I dischi antichi sono per esperti, e questo disco di Pacho contiene classici antichi come Emancipatión, che Pugliese rifarà nei ’50. Questo disco è la prova storica (perché i passaggi ascoltati sono inconfondibili) che parte della Cumparsita esisteva prima di essere la Cumparsita: la leggenda narra che Pacho scrisse la musica e non la registrò come propria, e che Matos Rodriguez scrisse il testo nel ’15-’16 e portò lo spartito a Firpo (il responsabile dell’ingresso del pianoforte nel tango)…
Nel 1920 inizia il primo cambio storico: il ritmo inizia ad essere marcato in quattro tempi.
L’Orquesta tipica Select fu il primo gruppo ad usare il marcato in quattro in forma significativa.
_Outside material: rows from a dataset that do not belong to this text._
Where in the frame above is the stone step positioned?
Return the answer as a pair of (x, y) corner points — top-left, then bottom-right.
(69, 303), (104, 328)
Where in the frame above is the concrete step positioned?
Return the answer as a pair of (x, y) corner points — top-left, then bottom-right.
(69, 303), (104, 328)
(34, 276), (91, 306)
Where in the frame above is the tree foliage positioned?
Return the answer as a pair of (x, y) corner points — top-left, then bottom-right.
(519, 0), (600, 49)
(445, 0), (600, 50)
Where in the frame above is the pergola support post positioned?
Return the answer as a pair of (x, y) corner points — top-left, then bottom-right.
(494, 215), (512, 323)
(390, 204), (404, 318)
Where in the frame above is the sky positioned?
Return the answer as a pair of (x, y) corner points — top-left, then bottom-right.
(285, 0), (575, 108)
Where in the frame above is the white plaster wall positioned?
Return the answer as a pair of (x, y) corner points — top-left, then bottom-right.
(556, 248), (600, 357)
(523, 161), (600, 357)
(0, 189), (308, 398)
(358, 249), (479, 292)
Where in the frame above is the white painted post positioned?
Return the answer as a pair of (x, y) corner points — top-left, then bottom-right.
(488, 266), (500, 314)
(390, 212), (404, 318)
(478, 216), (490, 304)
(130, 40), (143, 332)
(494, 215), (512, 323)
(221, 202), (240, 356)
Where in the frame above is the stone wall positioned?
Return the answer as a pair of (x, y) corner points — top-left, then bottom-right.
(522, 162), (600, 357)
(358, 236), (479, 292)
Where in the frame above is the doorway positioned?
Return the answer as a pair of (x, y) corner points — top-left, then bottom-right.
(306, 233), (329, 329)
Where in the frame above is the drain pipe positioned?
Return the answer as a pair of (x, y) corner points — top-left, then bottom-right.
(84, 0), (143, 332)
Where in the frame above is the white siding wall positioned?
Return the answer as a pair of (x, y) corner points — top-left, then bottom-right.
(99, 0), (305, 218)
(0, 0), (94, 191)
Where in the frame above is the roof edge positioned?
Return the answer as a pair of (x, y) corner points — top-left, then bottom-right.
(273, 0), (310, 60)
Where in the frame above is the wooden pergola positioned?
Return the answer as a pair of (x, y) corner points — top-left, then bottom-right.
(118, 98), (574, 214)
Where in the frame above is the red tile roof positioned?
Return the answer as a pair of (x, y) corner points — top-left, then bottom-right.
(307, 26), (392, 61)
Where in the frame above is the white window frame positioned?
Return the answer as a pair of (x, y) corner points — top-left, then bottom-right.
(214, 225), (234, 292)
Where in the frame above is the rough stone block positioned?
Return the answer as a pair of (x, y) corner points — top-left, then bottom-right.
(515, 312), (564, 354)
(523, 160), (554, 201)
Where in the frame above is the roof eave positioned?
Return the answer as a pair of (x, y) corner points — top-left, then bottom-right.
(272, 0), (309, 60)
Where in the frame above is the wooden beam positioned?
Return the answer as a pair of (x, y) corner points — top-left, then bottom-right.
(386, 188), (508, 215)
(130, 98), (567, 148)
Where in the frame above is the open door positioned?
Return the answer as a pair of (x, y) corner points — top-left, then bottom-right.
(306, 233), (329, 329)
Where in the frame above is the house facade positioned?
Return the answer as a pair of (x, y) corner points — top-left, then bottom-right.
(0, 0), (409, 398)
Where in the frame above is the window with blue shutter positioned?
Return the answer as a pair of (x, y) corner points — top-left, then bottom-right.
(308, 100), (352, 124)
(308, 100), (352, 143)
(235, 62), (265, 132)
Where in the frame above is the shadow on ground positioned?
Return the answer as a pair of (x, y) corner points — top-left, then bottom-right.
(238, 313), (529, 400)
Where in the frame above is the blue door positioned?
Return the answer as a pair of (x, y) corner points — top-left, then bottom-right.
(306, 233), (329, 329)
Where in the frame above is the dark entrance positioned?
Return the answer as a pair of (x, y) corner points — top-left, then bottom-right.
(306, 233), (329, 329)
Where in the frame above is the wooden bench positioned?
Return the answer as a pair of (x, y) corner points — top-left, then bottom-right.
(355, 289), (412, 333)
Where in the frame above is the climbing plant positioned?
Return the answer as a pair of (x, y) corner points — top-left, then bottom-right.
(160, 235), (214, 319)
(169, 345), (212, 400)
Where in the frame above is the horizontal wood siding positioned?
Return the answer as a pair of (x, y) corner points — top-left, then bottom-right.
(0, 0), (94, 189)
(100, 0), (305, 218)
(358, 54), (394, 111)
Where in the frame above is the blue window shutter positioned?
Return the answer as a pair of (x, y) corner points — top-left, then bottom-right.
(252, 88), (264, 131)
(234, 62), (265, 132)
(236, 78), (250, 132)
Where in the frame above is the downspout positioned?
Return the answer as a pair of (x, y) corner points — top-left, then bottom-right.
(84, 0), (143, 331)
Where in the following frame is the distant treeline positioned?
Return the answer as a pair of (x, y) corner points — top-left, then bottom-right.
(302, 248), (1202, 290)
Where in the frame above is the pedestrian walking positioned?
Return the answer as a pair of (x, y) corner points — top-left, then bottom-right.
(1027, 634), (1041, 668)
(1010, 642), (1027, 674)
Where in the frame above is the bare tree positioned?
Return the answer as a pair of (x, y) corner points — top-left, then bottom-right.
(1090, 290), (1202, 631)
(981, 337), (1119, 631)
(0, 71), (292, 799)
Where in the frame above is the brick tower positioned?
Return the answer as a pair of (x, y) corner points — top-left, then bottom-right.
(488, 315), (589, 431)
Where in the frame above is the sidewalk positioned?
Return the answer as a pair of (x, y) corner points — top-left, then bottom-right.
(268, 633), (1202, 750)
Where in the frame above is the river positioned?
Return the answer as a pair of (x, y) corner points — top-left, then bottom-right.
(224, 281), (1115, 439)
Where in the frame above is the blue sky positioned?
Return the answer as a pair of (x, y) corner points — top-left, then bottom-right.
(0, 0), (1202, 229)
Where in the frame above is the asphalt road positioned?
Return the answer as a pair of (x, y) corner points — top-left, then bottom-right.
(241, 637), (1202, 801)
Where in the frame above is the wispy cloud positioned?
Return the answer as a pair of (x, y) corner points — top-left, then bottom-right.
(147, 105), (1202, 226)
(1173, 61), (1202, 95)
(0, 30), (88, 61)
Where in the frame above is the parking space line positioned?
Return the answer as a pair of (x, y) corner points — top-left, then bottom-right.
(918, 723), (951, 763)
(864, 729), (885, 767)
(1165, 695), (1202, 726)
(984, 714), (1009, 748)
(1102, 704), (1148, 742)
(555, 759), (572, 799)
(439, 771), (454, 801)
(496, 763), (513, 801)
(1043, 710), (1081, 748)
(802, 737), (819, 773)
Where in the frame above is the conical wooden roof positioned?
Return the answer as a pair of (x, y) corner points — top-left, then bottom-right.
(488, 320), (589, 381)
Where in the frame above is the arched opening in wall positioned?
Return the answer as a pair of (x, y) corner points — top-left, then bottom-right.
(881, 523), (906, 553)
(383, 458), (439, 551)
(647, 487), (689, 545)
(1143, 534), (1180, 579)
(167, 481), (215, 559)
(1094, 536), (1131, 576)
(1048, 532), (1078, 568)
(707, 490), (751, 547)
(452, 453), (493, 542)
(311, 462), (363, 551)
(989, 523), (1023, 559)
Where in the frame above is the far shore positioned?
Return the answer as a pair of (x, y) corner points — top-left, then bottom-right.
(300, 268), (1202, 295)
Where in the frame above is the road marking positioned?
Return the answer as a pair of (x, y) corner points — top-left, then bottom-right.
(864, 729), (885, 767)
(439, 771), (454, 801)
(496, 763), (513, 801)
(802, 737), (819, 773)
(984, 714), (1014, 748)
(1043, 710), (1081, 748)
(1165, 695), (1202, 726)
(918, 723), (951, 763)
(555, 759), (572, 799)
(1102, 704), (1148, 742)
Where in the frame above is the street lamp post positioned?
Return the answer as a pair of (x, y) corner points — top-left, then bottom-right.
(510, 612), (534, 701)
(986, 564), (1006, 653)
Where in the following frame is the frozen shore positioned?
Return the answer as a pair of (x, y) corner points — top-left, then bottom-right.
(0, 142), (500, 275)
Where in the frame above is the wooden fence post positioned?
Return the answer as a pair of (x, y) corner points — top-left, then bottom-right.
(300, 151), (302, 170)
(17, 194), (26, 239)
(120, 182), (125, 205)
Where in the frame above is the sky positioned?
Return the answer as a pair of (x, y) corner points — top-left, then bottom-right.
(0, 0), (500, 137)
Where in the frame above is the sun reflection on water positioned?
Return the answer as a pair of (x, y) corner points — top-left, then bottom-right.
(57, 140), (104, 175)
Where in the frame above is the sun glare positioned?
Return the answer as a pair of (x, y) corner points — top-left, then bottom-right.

Riunì Osvaldo Fresedo (uno dei primi bandoneonisti professionisti) e Roccatagliata (padre del violino tanguero, inventa una serie di effetti). L’ascolto di qualche brano dell’orchestra delinea un ritmo tipo marcia, e la scrittura dell’arrangiatore ora si può ascoltare e apprezzare: c’è molto lavoro nella scrittura, mentre prima essa era più semplice, c’è più informazione.
L’arrangiatore è una figura importante: è il musicista che stabilisce quale strumento suona e quando, oltre alla struttura (con la partitura in bianco). Prima non c’era tutto questo lavoro, ora si producono cose più elaborate, musicalmente più ricche. Ci sono più informazioni nello stesso tempo: in Pacho la chitarra fa la base e gli altri strumenti fanno la melodia tutti insieme; nei ’20 il pianoforte fa la base, bandoneón e violino fanno la melodia e il violoncello fa il controcanto. Perciò questo disco dell’Orquesta Select è un importante documento storico dell’avanzamento della scrittura del tango.
La tappa seguente, importante per l’evoluzione del livello di scrittura e sonorità dell’orchestra tipica di tango, giunge negli Anni ’20-’30 con il sestetto di Julio De Caro. Questo è un disco che non può mancare in nessuna discoteca del tango. De Caro è inteso come tango moderno, quasi come quello che si balla oggi. Il suo sestetto era composto da: 2 bandoneón, 2 violini, 1 pianoforte e 1 contrabbasso (che aiuta il pianoforte a mandare avanti il ritmo). Qui la chitarra è rimpiazzata dal pianoforte, il quale marca l’assenso sociale del genere e diventa simbolo dell’alta società.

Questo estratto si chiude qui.